There was no way to prepare for something like this. Of course, there wasn’t a handbook that offered advice to adulterers on how to calmly confront the wronged party about their infidelity. How did a person condense their sinful actions, endless excuses and genuine apologies into one carefully constructed monologue? Even if you accomplished such a thing, there was no way in hell the person was just going to sit there and listen to you.

“This is impossible,” I murmured, my hands clutched around my cold cup of coffee.

Sinclair was cleaning up in the kitchenette after our quick breakfast of croissants, baguette and fresh plum jam. Or at least, Sinclair’s quick breakfast. As soon as I had touched a piece of toast to my mouth, I had run to the washroom to throw up. I was still feeling physically ill from the trauma of Cosima’s accident and now from the stress of confronting Elena, it was impossible to keep anything down.

There was a smudge of purple jelly left on the right side of Sin’s mouth that I fixated on as he competently moved around our suite at the St. Regis. I loved to watch the economy of his actions, the contained grace with which he carried his lean build. It didn’t disturb me anymore to know that I could spend hours watching him.

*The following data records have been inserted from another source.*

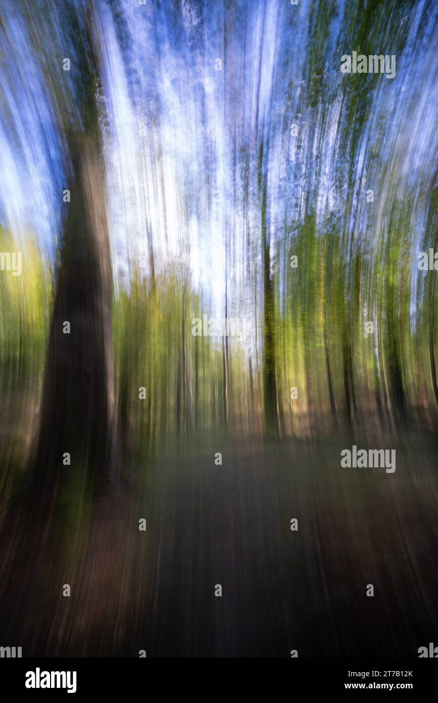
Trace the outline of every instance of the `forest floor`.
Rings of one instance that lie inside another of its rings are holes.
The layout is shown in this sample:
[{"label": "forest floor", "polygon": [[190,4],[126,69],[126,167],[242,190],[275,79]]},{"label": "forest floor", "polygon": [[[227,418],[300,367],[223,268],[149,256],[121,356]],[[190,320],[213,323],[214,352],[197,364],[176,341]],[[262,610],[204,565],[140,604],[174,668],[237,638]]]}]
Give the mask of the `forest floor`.
[{"label": "forest floor", "polygon": [[[353,444],[395,449],[396,471],[342,468]],[[437,636],[437,451],[414,432],[167,446],[131,467],[138,490],[53,525],[31,572],[15,534],[0,643],[23,657],[416,657]]]}]

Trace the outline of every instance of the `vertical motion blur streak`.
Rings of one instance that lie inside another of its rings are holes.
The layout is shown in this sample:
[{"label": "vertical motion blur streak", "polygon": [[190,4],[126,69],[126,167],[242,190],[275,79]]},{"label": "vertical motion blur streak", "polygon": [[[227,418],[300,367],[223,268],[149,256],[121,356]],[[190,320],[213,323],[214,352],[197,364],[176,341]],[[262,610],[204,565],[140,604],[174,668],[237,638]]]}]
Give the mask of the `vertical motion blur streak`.
[{"label": "vertical motion blur streak", "polygon": [[431,0],[0,0],[0,645],[438,636],[437,76]]}]

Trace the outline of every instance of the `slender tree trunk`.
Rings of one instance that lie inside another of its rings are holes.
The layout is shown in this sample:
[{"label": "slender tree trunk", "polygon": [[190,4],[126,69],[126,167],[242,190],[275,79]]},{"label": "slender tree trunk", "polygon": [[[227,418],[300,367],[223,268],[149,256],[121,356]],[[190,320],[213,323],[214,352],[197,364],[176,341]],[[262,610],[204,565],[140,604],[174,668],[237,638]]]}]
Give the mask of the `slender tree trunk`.
[{"label": "slender tree trunk", "polygon": [[[63,472],[82,474],[93,489],[101,490],[114,479],[112,277],[96,141],[86,139],[74,162],[33,479],[44,508]],[[66,453],[70,466],[63,463]]]}]

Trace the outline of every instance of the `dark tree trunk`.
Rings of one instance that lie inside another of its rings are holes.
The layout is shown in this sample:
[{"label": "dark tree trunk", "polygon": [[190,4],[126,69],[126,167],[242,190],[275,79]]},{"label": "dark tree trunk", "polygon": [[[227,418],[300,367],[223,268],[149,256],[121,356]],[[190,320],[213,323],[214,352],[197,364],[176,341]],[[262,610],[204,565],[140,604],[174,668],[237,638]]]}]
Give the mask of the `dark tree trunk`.
[{"label": "dark tree trunk", "polygon": [[[111,259],[97,143],[86,140],[74,167],[33,477],[43,506],[51,501],[63,472],[80,475],[93,490],[108,489],[117,447]],[[70,334],[64,333],[66,322]],[[70,466],[63,463],[67,452]]]}]

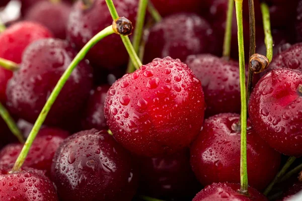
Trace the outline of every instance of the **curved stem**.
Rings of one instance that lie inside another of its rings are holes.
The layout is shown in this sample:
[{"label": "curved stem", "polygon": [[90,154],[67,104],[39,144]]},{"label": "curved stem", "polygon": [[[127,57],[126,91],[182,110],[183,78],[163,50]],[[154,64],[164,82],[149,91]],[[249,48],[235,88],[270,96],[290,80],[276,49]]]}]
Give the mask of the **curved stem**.
[{"label": "curved stem", "polygon": [[12,171],[15,172],[18,171],[22,166],[24,160],[26,158],[27,154],[30,147],[41,128],[41,126],[44,122],[51,106],[55,101],[57,97],[59,95],[60,91],[63,88],[64,84],[67,81],[67,80],[69,78],[69,76],[72,72],[73,69],[77,67],[78,64],[84,59],[85,56],[87,54],[87,52],[90,50],[98,42],[103,39],[106,36],[111,35],[114,33],[113,29],[112,28],[112,25],[111,25],[95,35],[85,45],[85,46],[81,50],[79,53],[77,55],[76,57],[73,59],[72,61],[70,63],[68,68],[66,69],[64,73],[62,75],[60,79],[57,83],[56,85],[54,87],[52,92],[50,94],[49,97],[46,101],[46,103],[43,108],[42,111],[39,115],[37,121],[34,125],[27,140],[22,148],[22,150],[18,156],[14,167],[13,167]]},{"label": "curved stem", "polygon": [[232,21],[233,18],[233,11],[234,8],[234,0],[229,0],[228,12],[226,13],[226,22],[224,39],[223,41],[223,52],[222,57],[225,59],[230,59],[231,54],[231,42],[232,41]]},{"label": "curved stem", "polygon": [[[250,54],[249,58],[256,53],[256,28],[255,25],[255,8],[254,0],[249,0],[249,10],[250,13]],[[249,62],[249,72],[247,87],[247,105],[249,104],[250,96],[253,88],[254,72],[251,70],[251,62]]]},{"label": "curved stem", "polygon": [[10,115],[10,113],[4,106],[0,103],[0,116],[6,123],[8,127],[13,134],[18,138],[21,143],[24,143],[23,136],[16,124],[14,119]]},{"label": "curved stem", "polygon": [[243,194],[248,192],[248,169],[247,163],[247,103],[246,102],[245,69],[244,63],[244,45],[243,41],[243,24],[242,16],[243,0],[235,0],[236,18],[238,29],[238,48],[239,51],[239,73],[241,102],[241,151],[240,157],[240,181]]},{"label": "curved stem", "polygon": [[261,4],[262,19],[263,21],[263,29],[264,30],[264,42],[266,46],[266,57],[270,62],[273,58],[273,37],[271,31],[269,8],[266,4]]},{"label": "curved stem", "polygon": [[[106,0],[106,3],[110,12],[110,14],[112,17],[112,19],[115,20],[118,19],[119,18],[118,14],[115,9],[112,0]],[[134,51],[133,46],[132,46],[129,37],[127,36],[125,36],[121,35],[120,36],[132,63],[134,65],[135,68],[137,69],[139,69],[139,67],[142,65],[142,63],[141,63],[141,61],[140,61],[137,54]]]},{"label": "curved stem", "polygon": [[[143,24],[146,15],[146,10],[148,0],[140,0],[138,5],[138,10],[136,16],[136,23],[134,29],[133,36],[133,41],[132,43],[133,48],[136,54],[138,54],[139,51],[139,45],[141,40],[141,36],[143,30]],[[135,67],[131,60],[129,61],[127,72],[128,73],[133,72],[135,70]]]},{"label": "curved stem", "polygon": [[162,21],[162,18],[161,16],[161,14],[160,14],[160,13],[155,8],[150,0],[148,0],[148,12],[151,14],[155,22],[160,22]]},{"label": "curved stem", "polygon": [[19,69],[19,66],[18,64],[12,61],[2,58],[0,58],[0,67],[12,71]]},{"label": "curved stem", "polygon": [[264,195],[267,196],[268,194],[272,188],[273,188],[274,185],[275,185],[275,183],[277,183],[279,181],[280,178],[283,175],[284,175],[287,169],[289,168],[290,165],[291,165],[291,164],[292,164],[292,163],[293,163],[295,159],[296,158],[293,156],[291,156],[288,158],[288,159],[287,159],[287,161],[286,161],[285,164],[283,166],[281,170],[280,170],[280,171],[278,172],[278,174],[277,174],[276,176],[275,176],[275,178],[274,178],[274,179],[267,186],[265,190],[264,190],[264,191],[263,192],[263,194],[264,194]]}]

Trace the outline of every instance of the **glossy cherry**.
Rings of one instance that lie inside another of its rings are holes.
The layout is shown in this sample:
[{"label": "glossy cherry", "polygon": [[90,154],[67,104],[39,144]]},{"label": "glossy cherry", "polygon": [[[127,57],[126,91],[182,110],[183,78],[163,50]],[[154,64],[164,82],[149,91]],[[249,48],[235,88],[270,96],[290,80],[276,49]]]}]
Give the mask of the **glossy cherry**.
[{"label": "glossy cherry", "polygon": [[82,116],[82,129],[108,129],[104,115],[104,103],[110,87],[109,85],[99,86],[91,93]]},{"label": "glossy cherry", "polygon": [[138,161],[142,194],[179,199],[192,197],[200,189],[191,169],[188,149],[170,156],[139,158]]},{"label": "glossy cherry", "polygon": [[[67,27],[67,36],[78,49],[82,48],[99,32],[112,24],[112,18],[104,0],[95,0],[87,8],[82,0],[72,7]],[[120,16],[135,23],[138,0],[117,0],[114,5]],[[102,40],[88,52],[88,58],[96,68],[112,68],[127,64],[128,55],[119,36]]]},{"label": "glossy cherry", "polygon": [[[29,44],[52,36],[49,30],[38,24],[26,21],[15,24],[0,34],[0,57],[20,63]],[[6,101],[7,84],[12,76],[12,71],[0,68],[0,101],[3,103]]]},{"label": "glossy cherry", "polygon": [[251,94],[249,114],[257,133],[285,155],[302,155],[302,72],[274,69]]},{"label": "glossy cherry", "polygon": [[81,131],[57,150],[51,177],[62,200],[131,200],[137,185],[131,157],[105,131]]},{"label": "glossy cherry", "polygon": [[249,187],[249,196],[240,194],[240,184],[232,183],[214,183],[206,186],[192,201],[267,201],[268,199],[255,188]]},{"label": "glossy cherry", "polygon": [[191,54],[212,53],[215,48],[213,32],[210,24],[196,14],[164,18],[150,29],[144,60],[149,62],[155,58],[171,56],[184,62]]},{"label": "glossy cherry", "polygon": [[[240,115],[221,114],[206,119],[191,148],[192,168],[204,186],[213,182],[240,182]],[[280,154],[270,148],[248,123],[249,184],[261,190],[279,170]]]},{"label": "glossy cherry", "polygon": [[155,59],[110,87],[105,103],[107,125],[131,152],[155,157],[189,145],[203,121],[201,82],[188,66]]},{"label": "glossy cherry", "polygon": [[[77,52],[66,41],[43,39],[32,43],[23,55],[20,70],[7,88],[8,106],[13,114],[34,123],[58,80]],[[83,61],[73,70],[44,123],[74,124],[92,87],[92,68]]]},{"label": "glossy cherry", "polygon": [[[64,139],[69,136],[67,131],[54,128],[44,128],[39,131],[24,161],[26,167],[44,170],[50,175],[54,153]],[[14,164],[23,145],[12,143],[0,151],[0,165]]]},{"label": "glossy cherry", "polygon": [[43,25],[51,31],[55,38],[65,39],[66,27],[70,10],[69,4],[41,1],[28,10],[24,19]]},{"label": "glossy cherry", "polygon": [[52,182],[41,170],[26,170],[9,173],[0,168],[0,199],[2,201],[58,201]]}]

Who needed Netflix when you had a hot Frenchmen to stare at?

Normally, he was enough to distract me, but this morning I was going for coffee with Elena. To call it a coffee date was misleading and wrong, but I didn’t know how else to phrase it except to say that it was a date made to ruin her life and it didn’t have the same ring to it.

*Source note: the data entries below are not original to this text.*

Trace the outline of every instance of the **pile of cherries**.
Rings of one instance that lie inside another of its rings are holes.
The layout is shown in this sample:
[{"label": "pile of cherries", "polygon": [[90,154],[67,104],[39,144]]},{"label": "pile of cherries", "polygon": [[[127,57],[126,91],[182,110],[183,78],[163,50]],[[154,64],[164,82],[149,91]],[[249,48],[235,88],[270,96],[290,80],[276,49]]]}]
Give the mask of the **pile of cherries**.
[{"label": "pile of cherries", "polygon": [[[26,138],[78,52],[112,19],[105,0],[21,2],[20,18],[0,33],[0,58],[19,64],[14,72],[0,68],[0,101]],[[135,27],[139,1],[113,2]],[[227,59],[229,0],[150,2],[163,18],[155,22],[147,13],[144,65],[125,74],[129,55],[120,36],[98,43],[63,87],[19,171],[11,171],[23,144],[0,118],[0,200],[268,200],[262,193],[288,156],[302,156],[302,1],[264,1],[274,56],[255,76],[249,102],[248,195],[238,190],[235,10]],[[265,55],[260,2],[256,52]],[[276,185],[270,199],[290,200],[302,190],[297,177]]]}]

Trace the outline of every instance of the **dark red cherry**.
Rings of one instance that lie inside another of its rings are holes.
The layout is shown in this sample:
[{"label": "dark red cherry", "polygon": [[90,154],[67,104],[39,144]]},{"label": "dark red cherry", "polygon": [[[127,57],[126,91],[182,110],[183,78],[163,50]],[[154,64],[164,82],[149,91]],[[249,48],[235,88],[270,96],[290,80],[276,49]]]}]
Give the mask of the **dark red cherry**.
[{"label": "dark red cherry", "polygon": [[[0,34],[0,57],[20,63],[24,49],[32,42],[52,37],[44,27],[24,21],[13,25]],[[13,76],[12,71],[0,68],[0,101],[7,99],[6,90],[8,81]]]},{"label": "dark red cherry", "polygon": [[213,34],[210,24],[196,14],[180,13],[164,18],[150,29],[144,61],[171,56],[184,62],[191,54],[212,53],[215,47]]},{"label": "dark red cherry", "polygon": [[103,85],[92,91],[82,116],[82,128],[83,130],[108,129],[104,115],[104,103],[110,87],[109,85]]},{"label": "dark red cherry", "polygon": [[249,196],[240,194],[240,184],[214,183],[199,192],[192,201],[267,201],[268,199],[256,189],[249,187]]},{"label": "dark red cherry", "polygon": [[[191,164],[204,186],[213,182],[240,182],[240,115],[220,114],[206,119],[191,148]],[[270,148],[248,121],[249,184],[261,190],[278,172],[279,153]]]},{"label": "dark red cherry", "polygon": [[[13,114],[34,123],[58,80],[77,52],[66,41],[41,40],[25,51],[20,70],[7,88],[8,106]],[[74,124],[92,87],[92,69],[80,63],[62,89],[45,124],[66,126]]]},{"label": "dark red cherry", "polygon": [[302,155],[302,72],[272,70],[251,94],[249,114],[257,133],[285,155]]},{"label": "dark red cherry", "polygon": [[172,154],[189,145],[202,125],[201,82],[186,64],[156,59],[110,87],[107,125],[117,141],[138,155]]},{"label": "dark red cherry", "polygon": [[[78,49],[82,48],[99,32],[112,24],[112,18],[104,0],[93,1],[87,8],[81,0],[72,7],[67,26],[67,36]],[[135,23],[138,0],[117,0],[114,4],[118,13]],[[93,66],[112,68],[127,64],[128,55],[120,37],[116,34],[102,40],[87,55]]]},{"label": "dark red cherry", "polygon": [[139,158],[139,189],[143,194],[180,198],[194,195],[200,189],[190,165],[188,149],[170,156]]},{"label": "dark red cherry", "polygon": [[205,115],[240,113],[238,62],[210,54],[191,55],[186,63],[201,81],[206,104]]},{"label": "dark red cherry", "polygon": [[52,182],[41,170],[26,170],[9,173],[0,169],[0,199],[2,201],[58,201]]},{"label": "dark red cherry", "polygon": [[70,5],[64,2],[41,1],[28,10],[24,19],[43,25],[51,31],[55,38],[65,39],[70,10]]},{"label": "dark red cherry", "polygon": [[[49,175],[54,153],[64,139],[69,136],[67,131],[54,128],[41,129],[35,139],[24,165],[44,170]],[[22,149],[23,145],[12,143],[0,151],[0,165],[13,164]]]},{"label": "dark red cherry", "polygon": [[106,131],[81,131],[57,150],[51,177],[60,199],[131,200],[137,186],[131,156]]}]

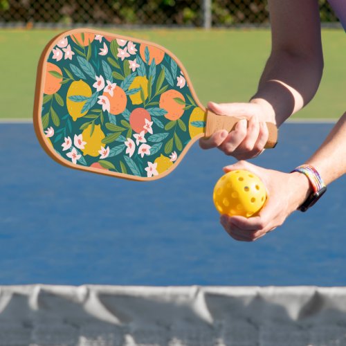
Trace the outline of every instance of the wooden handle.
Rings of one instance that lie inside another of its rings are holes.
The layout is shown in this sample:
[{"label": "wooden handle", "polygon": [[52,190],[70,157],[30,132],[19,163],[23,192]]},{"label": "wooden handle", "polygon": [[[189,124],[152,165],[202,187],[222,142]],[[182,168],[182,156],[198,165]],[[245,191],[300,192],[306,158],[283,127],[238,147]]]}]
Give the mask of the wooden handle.
[{"label": "wooden handle", "polygon": [[[241,119],[244,119],[244,116],[235,117],[230,116],[219,116],[215,114],[207,108],[207,121],[206,124],[205,137],[208,138],[215,134],[217,131],[226,129],[228,132],[233,130],[237,125],[237,122]],[[269,137],[264,147],[266,149],[273,148],[277,143],[277,128],[273,122],[266,122],[269,131]]]}]

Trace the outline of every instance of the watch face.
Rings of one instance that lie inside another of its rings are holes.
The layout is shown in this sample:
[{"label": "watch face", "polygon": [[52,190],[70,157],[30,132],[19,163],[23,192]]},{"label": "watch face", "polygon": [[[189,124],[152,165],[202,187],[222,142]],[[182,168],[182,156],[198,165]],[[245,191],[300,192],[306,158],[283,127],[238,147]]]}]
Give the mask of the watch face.
[{"label": "watch face", "polygon": [[306,212],[310,207],[312,207],[318,199],[320,199],[323,194],[327,191],[327,187],[324,186],[317,192],[312,193],[309,196],[307,200],[299,207],[299,210],[302,212]]}]

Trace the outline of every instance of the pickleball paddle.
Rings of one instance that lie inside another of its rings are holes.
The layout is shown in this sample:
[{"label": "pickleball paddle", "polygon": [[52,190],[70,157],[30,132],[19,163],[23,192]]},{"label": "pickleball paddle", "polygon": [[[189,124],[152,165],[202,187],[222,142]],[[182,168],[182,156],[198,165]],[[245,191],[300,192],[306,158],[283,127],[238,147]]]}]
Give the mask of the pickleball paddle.
[{"label": "pickleball paddle", "polygon": [[[72,168],[156,179],[199,138],[230,131],[239,118],[203,107],[180,61],[154,43],[80,28],[54,37],[41,55],[35,132]],[[266,147],[273,147],[277,128],[267,126]]]}]

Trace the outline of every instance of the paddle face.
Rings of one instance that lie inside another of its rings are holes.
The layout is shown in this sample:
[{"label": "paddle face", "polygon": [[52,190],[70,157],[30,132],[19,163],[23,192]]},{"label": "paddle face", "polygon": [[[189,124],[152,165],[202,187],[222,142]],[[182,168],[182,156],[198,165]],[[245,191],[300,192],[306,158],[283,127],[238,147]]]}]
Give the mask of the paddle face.
[{"label": "paddle face", "polygon": [[64,165],[134,180],[164,176],[203,136],[205,117],[181,63],[154,44],[77,29],[41,56],[35,128]]}]

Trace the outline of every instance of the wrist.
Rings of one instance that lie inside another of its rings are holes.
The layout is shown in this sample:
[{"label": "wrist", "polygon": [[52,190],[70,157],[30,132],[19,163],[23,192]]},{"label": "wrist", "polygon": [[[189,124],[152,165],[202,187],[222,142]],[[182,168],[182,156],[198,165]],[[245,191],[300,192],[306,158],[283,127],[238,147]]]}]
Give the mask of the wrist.
[{"label": "wrist", "polygon": [[261,121],[276,124],[275,112],[273,106],[266,100],[254,96],[250,100],[250,103],[257,104],[260,107],[262,114]]}]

We had only been State side for three days, all of which were filled with extended hospital visits to a still-comatose Cosima. It felt wrong to tell the family about our relationship during a time like this but it felt like more of a betrayal to hide it from them during a time like this so I was meeting with her that morning.

“Elle, we have spoken about this. If you don’t want to be the one to tell her, I am more than prepared to do it myself.”

I blinked up at him where he leaned over the other side of the island, his gaze direct and strong. I had no doubt he was prepared to do the hard part for me, in fact, I was sure he would have preferred it.

I shook my head. “No. I’m her sister. We may not get along very well, but I owe it to our family bond to tell her about us to her face. I just don’t know how to go about it gently, you know?”

“I do know. I know that something like this, it cannot be done gently.”

I sighed into my nearly empty mug. It felt doubly wrong to break the news to her given what was going on with Cosima but it was for exactly that reason that I knew I had to do it sooner rather than later. If God forbid something worse happened to Cosima, Sinclair and I would need each other. Besides, we were ready to move forward together and keeping that a secret in the face of everything, seemed reprehensible.

“Giselle,” Sin said softly, rounding the marble counter so that he could take my cheek in his cool palm. “There is no candy coating this. You are in love with your sister’s ex-boyfriend. I do not think words exist in any language that will make that more palatable to Elena.”

God, I hated how true that was.

“We made the right decision, the only decision, but it doesn’t make it seem any less selfish,” I admitted.

His thumb brushed tenderly over my bottom lip before he dipped down to press a kiss there. When he tried to pull away, I abandoned my coffee cup to link my hands behind his neck and clasp him closer to me. He smiled against my mouth before kissing me more deeply, his tongue warm velvet against mine.

“The only thing worse than being so selfish, I’ve found, is not owning it,” he said after a minute, pressing his forehead to mine. “We may have acted immorally but we did it for a purpose, we did it for love, and there is no shame to be felt in that.”